Post-embolization syndrome usually lasts two to seven days and is managed with pain relievers and anti-nausea medication. The cramping in the first 24 to 48 hours can be intense, often described as similar to severe menstrual cramps. After the first week, most people return to normal activities, though some mild fatigue may linger.

How Doctors Confirm It Worked

Follow-up imaging, usually an MRI with contrast dye, is the standard way to confirm that the embolization was successful. Doctors look at whether the fibroid tissue still “lights up” when contrast is injected. A fibroid that takes up no contrast at all is 100% infarcted, meaning completely dead. A successful outcome is defined as less than 10% residual contrast enhancement in the total fibroid burden. One study found that 96% of patients met this threshold.

If a fibroid still shows significant blood flow on follow-up imaging, it may have recruited new blood supply from collateral vessels, which can happen in a small percentage of cases.

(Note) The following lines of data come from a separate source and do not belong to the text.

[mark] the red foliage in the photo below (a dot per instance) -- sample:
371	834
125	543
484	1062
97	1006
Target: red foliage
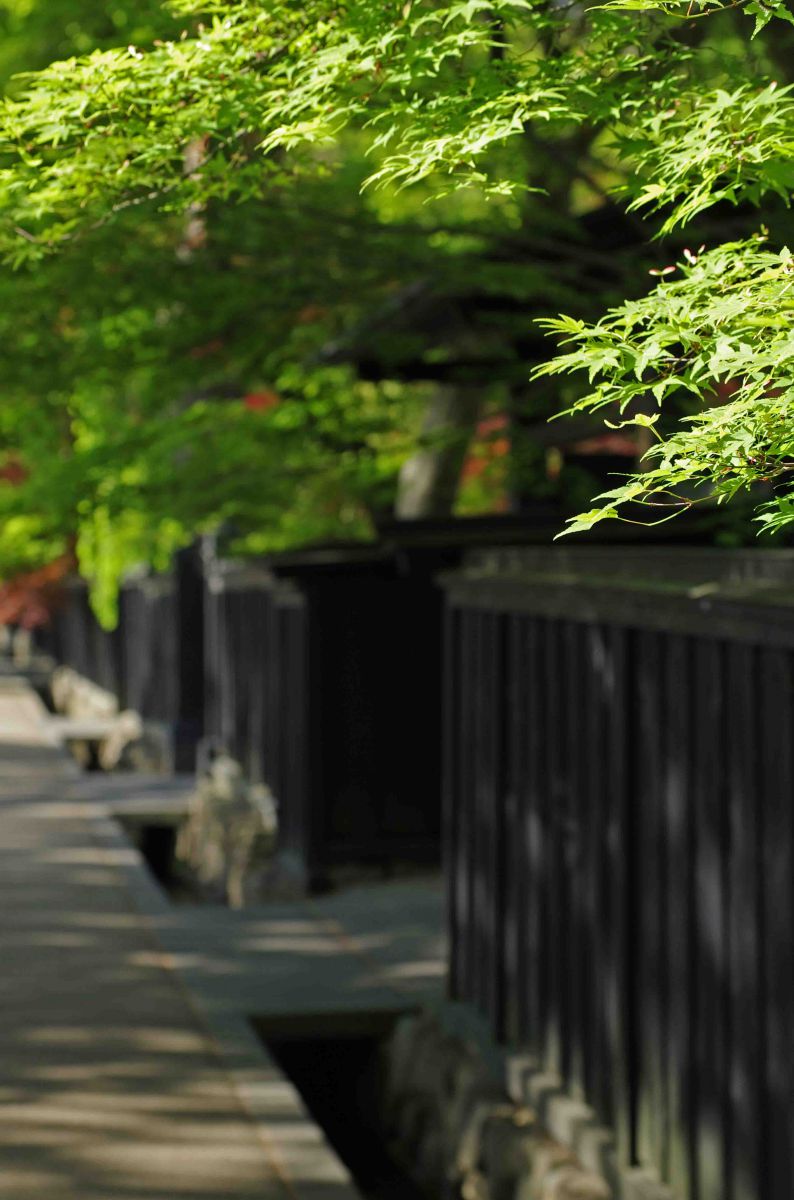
29	599
260	401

This is one reason some fibroids don’t shrink as expected.

Long-Term Outcomes and Retreatment

The long-term picture for UFE is generally favorable, though it isn’t a permanent solution for everyone. In the largest long-term study, which followed 200 patients for at least five years, 73% reported sustained symptom control over the full follow-up period. Other studies have reported five-year symptom control rates ranging from 65% to over 80%.

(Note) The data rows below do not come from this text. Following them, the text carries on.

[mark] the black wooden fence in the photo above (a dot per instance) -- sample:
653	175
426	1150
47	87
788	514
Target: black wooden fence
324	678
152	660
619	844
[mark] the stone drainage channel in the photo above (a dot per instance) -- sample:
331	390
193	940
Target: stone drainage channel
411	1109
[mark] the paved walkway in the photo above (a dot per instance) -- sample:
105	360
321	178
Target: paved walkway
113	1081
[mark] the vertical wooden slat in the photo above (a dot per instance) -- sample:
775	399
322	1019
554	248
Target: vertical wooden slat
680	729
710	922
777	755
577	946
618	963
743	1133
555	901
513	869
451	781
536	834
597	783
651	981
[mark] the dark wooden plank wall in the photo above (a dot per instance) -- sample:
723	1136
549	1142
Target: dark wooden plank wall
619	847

About 20% of patients in that same cohort required some form of retreatment within five years. This included repeat embolization, surgical fibroid removal, or hysterectomy. The hysterectomy rate across major long-term studies ranged from about 5% to 28%, depending on the study population. Retreatment is most often needed when existing fibroids weren’t fully infarcted or when new fibroids develop, since UFE treats the fibroids present at the time of the procedure but doesn’t prevent new ones from forming.

The American College of Obstetrics and Gynecology recommends UFE as a treatment option for patients who want to keep their uterus, with the caveat that data on future fertility after the procedure is still limited. For women whose primary goal is symptom relief rather than future pregnancy, it remains one of the most effective nonsurgical options available.